Governo da Guiné e rebeldes dizem que há normalidade no país

Dacar, 6 abr (EFE).- O Governo da Guiné-Bissau e os rebeldes que protagonizaram um levante golpista na semana passada afirmaram hoje que a situação voltou à normalidade, apesar do chefe do Estado-Maior das Forças Armadas, almirante José Zamora Induta, seguir preso pelos amotinados.

EFE |

Em declarações emitidas por emissoras regionais captadas em Dacar, depois de se reunir com o presidente da Guiné-Bissau, Malam Bacai Snha; o primeiro-ministro, Carlos Gomes Júnior, e o general Antonio Indjai - autoproclamado chefe do Estado-Maior das Forças Armadas - disseram que "situação foi superada" após o que qualificaram de "incidente".

Ambos afirmaram que, após a crise da quinta-feira passada, as instituições do país voltaram a funcionar com toda normalidade.

O primeiro-ministro disse que o conflito foi superado graças à busca de soluções pactuadas por parte dos responsáveis políticos do país. Gomes Júnior foi preso pelos rebeldes que exigiram ele renunciasse ao seu cargo.

A consequência do "incidente" foi, segundo o primeiro-ministro, a cassação do almirante Zamora Induta, substituído pelo general Indjai, cuja nomeação ainda não foi confirmada oficialmente.

Induta e outros 40 oficiais do Exército permanecem presos em uma base aérea próxima ao aeroporto de Bissau.

Tanto as Nações Unidas como a União Africana (UA) e a Comunidade Econômica dos Estados da África Ocidental (Cedeao), que enviaram uma missão conjunta a Bissau no domingo, condenaram a atuação dos amotinados, pediram a libertação do comando militar e afirmaram que é preciso reformar as Forças Armadas.

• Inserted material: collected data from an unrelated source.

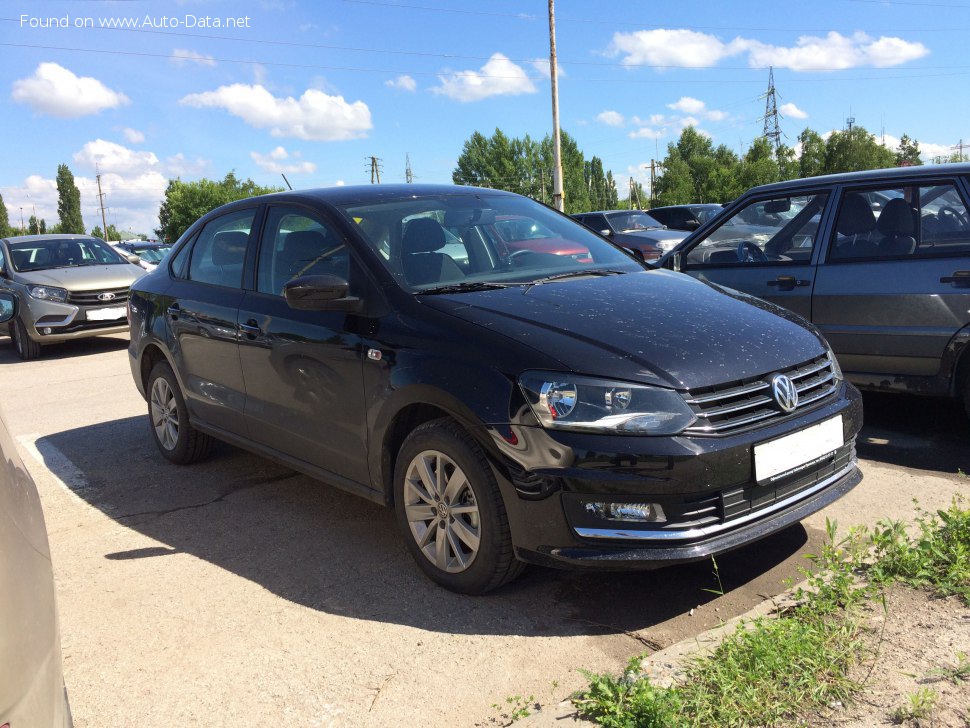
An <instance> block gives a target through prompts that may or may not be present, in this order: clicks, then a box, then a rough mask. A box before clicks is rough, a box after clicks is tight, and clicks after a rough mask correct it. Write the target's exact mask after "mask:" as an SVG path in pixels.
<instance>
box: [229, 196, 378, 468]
mask: <svg viewBox="0 0 970 728" xmlns="http://www.w3.org/2000/svg"><path fill="white" fill-rule="evenodd" d="M323 274H330V275H337V276H339V277H341V278H343V279H344V280H346V281H348V282H349V283H350V288H351V293H354V292H355V291H356V290H357V287H358V286H359V285H360V284H361V283H360V281H361V278H362V276H363V272H362V270H361V269H360V267H359V264H358V263H357V261H356V259H355V257H354V255H353V254H352V253H351V250H350V247H349V246H348V244H347V241H346V240H345V239H344V238H343V237H342V235H341V234H340V233H339V232H338V231H337V228H336V227H335V226H334V225H333V224H332V222H331V221H330V220H328V219H327V218H326V217H325V216H323V215H321V214H319V213H317V212H315V211H311V210H308V209H306V208H303V207H299V206H293V205H274V206H270V207H269V208H268V209H267V214H266V222H265V223H264V225H263V233H262V236H261V240H260V248H259V255H258V261H257V274H256V290H254V291H250V292H248V293H247V294H246V295H245V297H244V299H243V302H242V306H241V308H240V311H239V324H240V330H241V335H240V340H239V346H240V349H239V351H240V358H241V362H242V371H243V376H244V379H245V383H246V405H245V411H246V419H247V421H248V422H249V428H250V432H251V433H252V437H253V439H255V440H257V441H258V442H259V443H260V444H263V445H266V446H268V447H271V448H273V449H274V450H276V451H278V452H280V453H283V454H285V455H287V456H289V457H292V458H296V459H297V460H300V461H303V462H305V463H309V464H311V465H313V466H316V467H318V468H322V469H323V470H326V471H328V472H330V473H334V474H336V475H338V476H341V477H343V478H347V479H350V480H352V481H355V482H357V483H369V482H370V480H369V474H368V470H367V458H366V448H367V428H366V423H365V407H364V394H363V356H364V354H363V350H362V345H361V336H360V332H361V331H363V328H364V327H365V326H366V321H365V318H364V317H363V316H361V315H358V314H356V313H347V312H340V311H303V310H297V309H293V308H290V307H289V305H288V304H287V303H286V300H285V299H284V298H283V295H282V293H283V285H284V284H285V283H286V282H287V281H289V280H291V279H293V278H296V277H298V276H304V275H323Z"/></svg>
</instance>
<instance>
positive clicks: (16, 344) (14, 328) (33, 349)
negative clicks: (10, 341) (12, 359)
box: [10, 316, 40, 361]
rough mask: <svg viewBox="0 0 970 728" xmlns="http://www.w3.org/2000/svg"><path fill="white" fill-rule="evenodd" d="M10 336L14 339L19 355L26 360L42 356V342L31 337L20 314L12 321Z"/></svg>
mask: <svg viewBox="0 0 970 728" xmlns="http://www.w3.org/2000/svg"><path fill="white" fill-rule="evenodd" d="M10 338H11V339H13V344H14V348H16V349H17V356H19V357H20V358H21V359H23V360H24V361H30V360H31V359H39V358H40V344H38V343H37V342H36V341H34V340H33V339H31V338H30V335H29V334H28V333H27V325H26V324H24V322H23V320H22V319H21V318H20V316H17V317H16V318H14V319H13V320H12V321H11V322H10Z"/></svg>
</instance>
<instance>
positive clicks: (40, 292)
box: [27, 286, 67, 303]
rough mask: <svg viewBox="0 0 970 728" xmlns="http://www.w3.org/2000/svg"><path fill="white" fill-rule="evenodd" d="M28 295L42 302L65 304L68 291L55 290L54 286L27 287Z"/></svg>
mask: <svg viewBox="0 0 970 728" xmlns="http://www.w3.org/2000/svg"><path fill="white" fill-rule="evenodd" d="M27 293H29V294H30V295H31V296H33V297H34V298H39V299H41V300H42V301H57V302H58V303H64V302H65V301H67V290H66V289H64V288H54V287H53V286H27Z"/></svg>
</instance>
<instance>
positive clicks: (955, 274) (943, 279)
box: [940, 270, 970, 288]
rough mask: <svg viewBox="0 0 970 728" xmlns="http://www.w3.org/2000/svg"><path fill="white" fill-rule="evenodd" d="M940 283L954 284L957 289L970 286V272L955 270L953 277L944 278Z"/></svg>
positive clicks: (947, 276)
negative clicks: (964, 286) (961, 287)
mask: <svg viewBox="0 0 970 728" xmlns="http://www.w3.org/2000/svg"><path fill="white" fill-rule="evenodd" d="M940 283H952V284H953V285H954V286H956V287H957V288H960V287H963V286H970V270H955V271H953V275H952V276H943V277H942V278H940Z"/></svg>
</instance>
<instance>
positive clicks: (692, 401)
mask: <svg viewBox="0 0 970 728" xmlns="http://www.w3.org/2000/svg"><path fill="white" fill-rule="evenodd" d="M773 374H785V375H786V376H787V377H788V378H789V379H791V380H792V382H794V383H795V386H796V388H797V389H798V406H797V407H796V408H795V410H794V411H793V412H790V413H788V412H783V411H782V410H781V409H780V408H779V407H778V406H777V405H776V404H775V401H774V399H773V398H772V396H771V385H770V384H769V383H768V378H769V377H770V376H771V375H773ZM837 386H838V380H837V379H836V377H835V372H834V371H833V369H832V362H831V360H830V359H829V357H828V356H827V355H825V356H820V357H818V358H817V359H812V360H811V361H809V362H806V363H804V364H800V365H798V366H794V367H790V368H788V369H781V370H779V371H777V372H768V373H766V374H764V375H762V376H760V377H752V378H750V379H744V380H741V381H735V382H729V383H727V384H721V385H717V386H714V387H705V388H703V389H697V390H691V391H690V392H688V393H687V394H686V395H685V397H686V398H687V404H688V405H690V408H691V409H692V410H693V411H694V414H695V415H697V422H695V423H694V424H693V425H691V426H690V427H688V428H687V429H686V430H684V433H685V434H688V435H726V434H729V433H732V432H737V431H739V430H744V429H748V428H750V427H754V426H755V425H758V424H761V423H764V422H765V421H766V420H772V419H777V418H781V417H785V416H787V415H789V414H796V413H798V412H799V411H801V410H804V409H805V408H807V407H809V406H811V405H814V404H816V403H818V402H820V401H822V400H824V399H826V398H827V397H830V396H832V395H833V394H834V393H835V390H836V387H837Z"/></svg>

Uma fonte da ONU em Bissau, que pediu para não ser identificada, disse à Agência Efe que após estes movimentos dos militares resta "o problema do tráfico de drogas na Guiné-Bissau, que se transformou em um narcoestado onde se vários grupos que controlam diferentes grupos de militares se enfrentam".

Há vários anos alguns países da África Ocidental, e especialmente a Guiné-Bissau, se transformaram em plataformas de quebra para a Europa da cocaína produzida na América do Sul, segundo o Escritório da ONU contra Drogas e Crime (Unodc).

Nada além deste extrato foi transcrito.